The pace of destruction accelerated as more and more Charonians poured through the wormhole links. The smaller and then the larger satellites of the gas giants evaporated. Mars was the first planet to go, shredded away until its component mass was nothing but a cloud of dust and rubble. One by one, th
e rest of the worlds of the Solar System followed suit, ground down to nothing. At last, even Jupiter wasn’t there anymore, the king of the planets reduced to a cloud of gas and dust. All the worlds were gone. All but the Moon. All but the Moon—the Moon, where the Lunar Wheel lived.
“Okay,” Wally said. “From here on in it’s all totally hypothetical. We know that once the Landers were on the ground, they came together, kinda merged into larger Amalgam Creatures. I figure the Charonians would just keep going with that idea.

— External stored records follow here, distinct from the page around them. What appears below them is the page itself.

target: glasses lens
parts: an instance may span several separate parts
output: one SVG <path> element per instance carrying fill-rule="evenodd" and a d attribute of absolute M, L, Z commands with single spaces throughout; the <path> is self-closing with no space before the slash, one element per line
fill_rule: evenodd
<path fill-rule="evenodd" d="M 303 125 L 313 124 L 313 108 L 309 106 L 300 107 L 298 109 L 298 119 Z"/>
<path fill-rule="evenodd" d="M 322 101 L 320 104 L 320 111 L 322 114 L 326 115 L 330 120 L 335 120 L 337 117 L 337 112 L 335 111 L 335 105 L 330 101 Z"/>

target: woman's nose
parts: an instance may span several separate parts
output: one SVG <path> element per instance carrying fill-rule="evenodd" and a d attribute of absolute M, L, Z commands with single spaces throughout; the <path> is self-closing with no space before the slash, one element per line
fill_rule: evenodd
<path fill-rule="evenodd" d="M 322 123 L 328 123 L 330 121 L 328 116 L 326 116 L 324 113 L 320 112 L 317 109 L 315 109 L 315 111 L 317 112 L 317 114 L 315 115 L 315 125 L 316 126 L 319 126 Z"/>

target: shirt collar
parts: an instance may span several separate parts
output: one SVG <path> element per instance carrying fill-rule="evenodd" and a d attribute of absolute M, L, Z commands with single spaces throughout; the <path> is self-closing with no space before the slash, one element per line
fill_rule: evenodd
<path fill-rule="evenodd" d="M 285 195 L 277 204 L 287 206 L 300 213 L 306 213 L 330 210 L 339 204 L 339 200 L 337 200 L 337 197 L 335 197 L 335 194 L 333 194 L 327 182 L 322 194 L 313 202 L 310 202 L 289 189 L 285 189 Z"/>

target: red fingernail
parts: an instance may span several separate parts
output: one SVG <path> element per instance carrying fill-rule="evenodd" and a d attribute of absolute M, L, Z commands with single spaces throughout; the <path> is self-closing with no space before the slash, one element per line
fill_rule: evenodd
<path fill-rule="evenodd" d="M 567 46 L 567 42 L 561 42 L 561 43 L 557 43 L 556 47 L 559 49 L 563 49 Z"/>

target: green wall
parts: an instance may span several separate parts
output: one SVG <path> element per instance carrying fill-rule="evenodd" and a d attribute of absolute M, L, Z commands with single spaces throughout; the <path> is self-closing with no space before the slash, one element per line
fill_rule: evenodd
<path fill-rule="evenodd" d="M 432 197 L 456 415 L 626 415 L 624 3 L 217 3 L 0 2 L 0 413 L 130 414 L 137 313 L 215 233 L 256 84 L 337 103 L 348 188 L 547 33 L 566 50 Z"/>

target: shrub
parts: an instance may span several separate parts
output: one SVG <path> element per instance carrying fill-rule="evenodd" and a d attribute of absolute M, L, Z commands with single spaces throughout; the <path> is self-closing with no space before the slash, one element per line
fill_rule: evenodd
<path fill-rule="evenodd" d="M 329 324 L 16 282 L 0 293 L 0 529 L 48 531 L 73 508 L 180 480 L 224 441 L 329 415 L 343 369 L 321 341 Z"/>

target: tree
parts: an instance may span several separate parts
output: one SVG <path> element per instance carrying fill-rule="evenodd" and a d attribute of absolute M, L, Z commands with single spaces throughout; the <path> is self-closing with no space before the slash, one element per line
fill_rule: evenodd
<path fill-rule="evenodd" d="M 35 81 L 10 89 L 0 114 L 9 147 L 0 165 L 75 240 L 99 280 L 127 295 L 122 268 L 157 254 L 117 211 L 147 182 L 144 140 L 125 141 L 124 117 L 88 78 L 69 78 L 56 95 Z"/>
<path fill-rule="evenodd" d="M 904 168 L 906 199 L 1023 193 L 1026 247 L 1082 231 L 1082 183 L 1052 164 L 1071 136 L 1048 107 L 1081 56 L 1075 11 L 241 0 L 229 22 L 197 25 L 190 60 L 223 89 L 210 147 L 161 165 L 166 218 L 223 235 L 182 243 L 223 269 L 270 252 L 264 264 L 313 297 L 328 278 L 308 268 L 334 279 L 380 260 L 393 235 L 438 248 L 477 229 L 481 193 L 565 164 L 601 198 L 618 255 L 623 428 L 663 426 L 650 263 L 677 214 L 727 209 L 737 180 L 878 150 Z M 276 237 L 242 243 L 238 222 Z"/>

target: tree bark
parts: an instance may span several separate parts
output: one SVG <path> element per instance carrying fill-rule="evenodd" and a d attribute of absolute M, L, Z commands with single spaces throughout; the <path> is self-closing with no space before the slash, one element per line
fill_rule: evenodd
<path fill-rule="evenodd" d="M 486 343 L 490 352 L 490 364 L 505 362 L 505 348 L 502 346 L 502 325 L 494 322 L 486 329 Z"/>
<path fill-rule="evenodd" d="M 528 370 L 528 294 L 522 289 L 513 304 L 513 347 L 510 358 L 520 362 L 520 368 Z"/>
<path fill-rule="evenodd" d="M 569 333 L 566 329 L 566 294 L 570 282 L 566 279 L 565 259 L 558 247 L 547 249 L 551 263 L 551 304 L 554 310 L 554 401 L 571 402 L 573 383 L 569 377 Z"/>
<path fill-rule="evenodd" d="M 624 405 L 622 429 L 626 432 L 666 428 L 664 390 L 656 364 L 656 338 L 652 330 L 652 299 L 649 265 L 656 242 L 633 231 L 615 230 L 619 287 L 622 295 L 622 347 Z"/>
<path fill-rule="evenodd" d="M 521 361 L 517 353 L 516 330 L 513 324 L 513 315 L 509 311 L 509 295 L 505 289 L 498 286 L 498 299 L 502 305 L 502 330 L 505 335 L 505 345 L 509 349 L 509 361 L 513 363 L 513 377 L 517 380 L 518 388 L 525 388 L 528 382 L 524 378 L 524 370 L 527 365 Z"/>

Once the worlds are torn up, the Amalgams would merge together and form black box monsters.”
“Black box monsters?”
“Huh? Oh, you haven’t hung out in the theory bull sessions, I guess. Well, the things would be huge—maybe a hundred, two, three hundred kilometers across. That’s what I call a monster. And a black box—you know, a machine where you know what it does but not how it does it. If the Charonians want to use the debris fields that used to be the planets, they have to be able to collect that matter, transmute it into whatever elements and materials they will need, and then form those up into, ah, well, call ’em Sphere modules. Sections of the Sphere’s skin, structural support, that sort of thing. Anyway, I’ve just sorta guessed at what the BBMs for a given job would look like. Here, I’ll do an enlargement on a cluster of them. Lemme slow down the time rate and zoom in a bit so you can see what’s going on.”
A cluster of tiny dots near Mars’ old orbit suddenly started to grow, swelling up until they filled half the sim chamber. The BBMs were huge, complex, malevolent-looking things. They looked like clusters of pyramidical Amalgam Creatures stuck together into various shapes.